According to wire service reports, Hezbollah has fired more than 1,500 such rockets this month. Unlike advanced missiles , Katyushas lack systems to guide them to their targets once airborne . Since the rockets can only be aimed from their firing platforms, they have been denounced by groups such as Human Rights Watch as indiscriminate terror weapons that disproportionately strike civilians. Human Rights Watch has also expressed concerns about Israel's conduct, noting that its airstrikes have killed many civilians.

The new defensive technologies could give Israel a way to respond to militants' attacks without going on the offense .

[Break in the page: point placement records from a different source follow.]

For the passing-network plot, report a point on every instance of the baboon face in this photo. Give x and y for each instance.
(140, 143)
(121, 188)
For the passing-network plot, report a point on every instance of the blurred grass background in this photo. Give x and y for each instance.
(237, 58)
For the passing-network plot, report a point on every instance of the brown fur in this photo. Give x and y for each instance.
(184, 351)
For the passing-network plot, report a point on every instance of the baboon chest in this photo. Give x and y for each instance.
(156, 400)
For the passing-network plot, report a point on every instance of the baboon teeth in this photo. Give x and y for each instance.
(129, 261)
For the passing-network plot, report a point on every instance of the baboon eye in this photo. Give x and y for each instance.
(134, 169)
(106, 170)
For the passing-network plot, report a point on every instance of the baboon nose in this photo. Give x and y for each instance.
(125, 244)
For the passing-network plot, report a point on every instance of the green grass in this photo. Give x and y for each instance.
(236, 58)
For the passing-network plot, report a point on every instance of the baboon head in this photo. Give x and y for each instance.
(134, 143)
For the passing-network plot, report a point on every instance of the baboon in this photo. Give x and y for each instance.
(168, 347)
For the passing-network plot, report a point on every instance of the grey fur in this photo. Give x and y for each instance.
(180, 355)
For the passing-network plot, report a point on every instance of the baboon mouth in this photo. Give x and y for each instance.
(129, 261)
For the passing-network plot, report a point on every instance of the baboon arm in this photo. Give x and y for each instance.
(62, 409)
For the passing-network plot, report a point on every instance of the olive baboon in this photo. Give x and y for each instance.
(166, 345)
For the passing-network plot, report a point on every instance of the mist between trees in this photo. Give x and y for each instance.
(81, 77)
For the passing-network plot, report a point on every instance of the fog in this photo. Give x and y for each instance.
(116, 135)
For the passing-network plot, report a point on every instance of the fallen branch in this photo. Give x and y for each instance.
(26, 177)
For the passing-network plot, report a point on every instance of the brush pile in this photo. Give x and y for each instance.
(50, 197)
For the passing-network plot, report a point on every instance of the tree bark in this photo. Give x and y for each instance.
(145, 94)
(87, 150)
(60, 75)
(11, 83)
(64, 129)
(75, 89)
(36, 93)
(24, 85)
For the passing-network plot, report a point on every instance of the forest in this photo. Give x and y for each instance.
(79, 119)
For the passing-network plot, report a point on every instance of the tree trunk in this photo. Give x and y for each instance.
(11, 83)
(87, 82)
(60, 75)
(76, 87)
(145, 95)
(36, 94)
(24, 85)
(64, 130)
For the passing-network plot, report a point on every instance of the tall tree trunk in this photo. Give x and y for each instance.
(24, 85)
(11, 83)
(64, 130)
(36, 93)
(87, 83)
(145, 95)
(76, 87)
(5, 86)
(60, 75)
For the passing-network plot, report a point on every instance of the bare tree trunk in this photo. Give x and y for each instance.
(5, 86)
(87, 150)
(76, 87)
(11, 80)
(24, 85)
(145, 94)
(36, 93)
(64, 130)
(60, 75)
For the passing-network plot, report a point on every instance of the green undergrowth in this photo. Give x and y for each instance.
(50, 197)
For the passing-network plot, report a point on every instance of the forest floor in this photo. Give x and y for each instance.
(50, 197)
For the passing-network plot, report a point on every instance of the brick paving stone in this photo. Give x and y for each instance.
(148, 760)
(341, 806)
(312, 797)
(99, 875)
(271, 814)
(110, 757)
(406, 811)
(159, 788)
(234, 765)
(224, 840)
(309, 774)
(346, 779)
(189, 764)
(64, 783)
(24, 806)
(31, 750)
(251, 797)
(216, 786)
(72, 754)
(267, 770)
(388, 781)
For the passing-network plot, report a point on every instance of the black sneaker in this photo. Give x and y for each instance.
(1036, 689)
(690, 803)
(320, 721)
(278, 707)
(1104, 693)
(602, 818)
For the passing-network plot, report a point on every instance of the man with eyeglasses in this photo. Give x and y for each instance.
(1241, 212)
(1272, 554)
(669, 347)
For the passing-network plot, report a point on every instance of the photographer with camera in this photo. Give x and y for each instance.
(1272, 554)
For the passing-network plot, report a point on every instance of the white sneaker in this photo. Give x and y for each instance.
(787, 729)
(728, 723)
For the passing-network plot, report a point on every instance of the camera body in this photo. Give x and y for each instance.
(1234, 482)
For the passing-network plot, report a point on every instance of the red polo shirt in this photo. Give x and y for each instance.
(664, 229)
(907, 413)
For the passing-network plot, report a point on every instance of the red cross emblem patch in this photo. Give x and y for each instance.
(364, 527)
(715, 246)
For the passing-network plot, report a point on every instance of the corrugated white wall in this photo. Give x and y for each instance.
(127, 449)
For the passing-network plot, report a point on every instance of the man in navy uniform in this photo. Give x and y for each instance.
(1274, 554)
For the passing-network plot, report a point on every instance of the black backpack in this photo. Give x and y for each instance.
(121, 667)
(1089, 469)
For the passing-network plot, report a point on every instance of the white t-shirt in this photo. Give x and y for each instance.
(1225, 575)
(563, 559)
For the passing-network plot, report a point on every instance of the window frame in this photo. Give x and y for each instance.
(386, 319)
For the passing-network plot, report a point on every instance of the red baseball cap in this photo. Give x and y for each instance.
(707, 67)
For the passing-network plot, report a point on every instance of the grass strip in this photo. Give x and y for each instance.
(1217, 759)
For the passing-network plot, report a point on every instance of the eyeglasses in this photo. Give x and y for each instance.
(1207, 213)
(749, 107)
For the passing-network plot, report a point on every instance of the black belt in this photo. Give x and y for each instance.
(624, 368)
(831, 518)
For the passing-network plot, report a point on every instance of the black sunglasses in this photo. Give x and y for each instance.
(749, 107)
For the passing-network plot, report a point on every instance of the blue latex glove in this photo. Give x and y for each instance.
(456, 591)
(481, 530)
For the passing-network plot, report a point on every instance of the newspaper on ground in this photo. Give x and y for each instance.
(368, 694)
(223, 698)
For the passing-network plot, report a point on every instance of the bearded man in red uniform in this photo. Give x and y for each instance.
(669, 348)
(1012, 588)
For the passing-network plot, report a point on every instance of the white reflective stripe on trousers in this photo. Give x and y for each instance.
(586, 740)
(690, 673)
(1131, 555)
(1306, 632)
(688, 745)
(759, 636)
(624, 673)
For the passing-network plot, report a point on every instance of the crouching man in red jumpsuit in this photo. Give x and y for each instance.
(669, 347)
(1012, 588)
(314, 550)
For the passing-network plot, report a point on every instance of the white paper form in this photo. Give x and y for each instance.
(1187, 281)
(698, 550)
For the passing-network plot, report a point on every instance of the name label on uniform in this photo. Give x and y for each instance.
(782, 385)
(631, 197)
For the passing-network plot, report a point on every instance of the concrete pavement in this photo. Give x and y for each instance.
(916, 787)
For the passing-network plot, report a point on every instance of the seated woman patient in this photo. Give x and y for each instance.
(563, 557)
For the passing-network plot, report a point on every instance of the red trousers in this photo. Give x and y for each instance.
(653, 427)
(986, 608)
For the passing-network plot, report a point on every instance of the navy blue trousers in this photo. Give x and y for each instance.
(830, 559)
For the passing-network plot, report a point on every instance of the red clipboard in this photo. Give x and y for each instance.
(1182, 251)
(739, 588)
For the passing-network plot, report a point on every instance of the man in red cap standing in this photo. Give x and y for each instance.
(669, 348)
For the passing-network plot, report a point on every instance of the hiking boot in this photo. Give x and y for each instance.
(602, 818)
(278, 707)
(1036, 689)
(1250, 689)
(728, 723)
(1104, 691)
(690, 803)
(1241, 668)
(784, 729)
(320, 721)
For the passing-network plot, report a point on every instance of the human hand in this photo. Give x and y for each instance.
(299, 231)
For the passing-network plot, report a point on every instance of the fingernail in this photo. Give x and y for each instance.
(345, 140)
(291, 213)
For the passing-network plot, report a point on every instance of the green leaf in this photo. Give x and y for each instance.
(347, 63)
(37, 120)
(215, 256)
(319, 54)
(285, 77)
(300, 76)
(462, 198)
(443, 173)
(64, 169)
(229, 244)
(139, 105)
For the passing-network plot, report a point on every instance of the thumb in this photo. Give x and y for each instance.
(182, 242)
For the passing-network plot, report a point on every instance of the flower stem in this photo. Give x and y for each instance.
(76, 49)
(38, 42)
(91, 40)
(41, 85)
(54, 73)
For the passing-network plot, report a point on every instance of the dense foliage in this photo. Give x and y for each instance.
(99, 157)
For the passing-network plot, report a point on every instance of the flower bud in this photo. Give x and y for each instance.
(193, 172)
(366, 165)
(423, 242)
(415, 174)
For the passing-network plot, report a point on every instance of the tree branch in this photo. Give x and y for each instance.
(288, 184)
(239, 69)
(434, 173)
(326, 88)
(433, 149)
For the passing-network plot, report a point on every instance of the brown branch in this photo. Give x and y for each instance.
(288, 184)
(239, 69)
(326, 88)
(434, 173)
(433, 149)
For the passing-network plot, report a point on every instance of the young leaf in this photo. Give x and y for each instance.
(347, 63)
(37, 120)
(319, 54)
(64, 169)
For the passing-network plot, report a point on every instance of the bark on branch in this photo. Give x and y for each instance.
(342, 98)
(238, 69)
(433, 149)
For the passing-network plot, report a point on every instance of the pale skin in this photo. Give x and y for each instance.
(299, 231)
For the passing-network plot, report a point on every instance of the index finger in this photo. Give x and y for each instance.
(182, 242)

Since it found itself on the front lines of Saddam Hussein's launches of long-range Scud ballistic missiles during the 1991 Gulf War, Israel has spent heavily to buy Patriot units and to develop another long-range defense known as the Arrow -- whose overall cost is likely to be about $2 billion, according to the Federation of American Scientists, a Washington research group.

Neither the Patriot nor Arrow antimissile system was designed to counter small rockets, however.

Asked about the Patriot units Israel has deployed near the northern port city of Haifa, where at least eight Israelis have been killed in rocket strikes, an Israeli defense ministry spokeswoman, Rachel Naidek Ashkenazi, said the Patriots were sent so their radar sets could warn of approaching attacks -- not as a defense.

Against Hezbollah's rockets, she said, ``There is no system in the world that can deal with this type of threat." Patriots have also been positioned near Tel Aviv, Israel's commercial center.

Philip Coyle, a former chief weapons testing officer for the Pentagon who is now an adviser to the Center for Defense Information, said Israel could press its Patriots into service at least to defend against a single rocket streaking toward a populated area. But Hezbollah has thousands of weapons to fire, he said, which could overwhelm the Patriot defense.

``An analogy is that if I throw a rock at you, and give you fair warning, and loft it up where you can see it, you might be able to bat it away," Coyle said. ``If I throw hundreds of rocks at you at once, without warning, you'll have to be really, really fast to knock them all down. Like Superman dodging raindrops."